NOAA decided to pilot the concept at a three-day Virtual Workshop on Climate Change to be conducted entirely in the Second Life virtual world. Priorities included piloting the virtual workshop on climate change for 25-30 stewards. NOAA wanted to determine the feasibility of the dynamic environment, and especially whether new users can learn how to exist in the virtual world well enough to also learn the climate change content.

It also wanted to determine what learning tools are effective within the virtual world, and how to best use them. Those tools included presentation screens, interactive exercises, white boards, text and audio chat, the sharing of learning objects, breakout rooms, simulations, and games.

How we helped?
To support the implementation of the training programme, RPS invited NOAA presenters and climate stewards to RPS’ Showcase Island in Second Life. There, it delivered introductory training on how to communicate and navigate within the 3D environment, and how to use an avatar. It separately trained the presenters on how to employ virtual media tools to train students in engaging and interactive ways that will maximise their immersive learning experience.

Later, in September 2011, RPS hosted the three-day NOAA 2011 Virtual Workshop on Climate Change. The event included seven sessions with guest speakers and learning content, participation in text chats and avatar interaction, and other learning events.

During the virtual workshop, the climate stewards (K-12 science teachers and university professors) and NOAA’s climate change experts worked together in breakout rooms, using their avatars for polling and voting, and interacting with the tools and simulations.

At the three-day workshop, the highlight was a tour of NOAA’s Second Life island, where attendees enjoyed a presentation on gaming in virtual worlds, virtual tours of a melting glacier, a Tsunami beach, a plane ride into the eye of a hurricane, and a climate change treasure hunt.
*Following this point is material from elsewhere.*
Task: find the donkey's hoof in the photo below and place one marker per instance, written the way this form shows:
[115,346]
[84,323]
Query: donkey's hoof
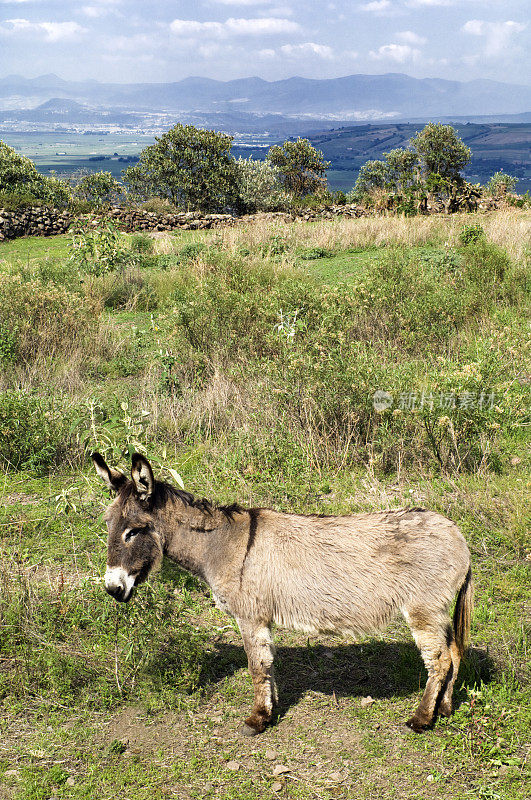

Attendees and presenters at all events offered overwhelmingly positive feedback. Participants at the pre-conference events said they especially enjoyed opportunities to collaborate using text IMs during the presentations in the stadium, working together in breakout rooms, using their avatars for polling and voting, and interacting with the tools and simulations.

In the end, NOAA found this virtual training experience to be highly effective and their goals were met.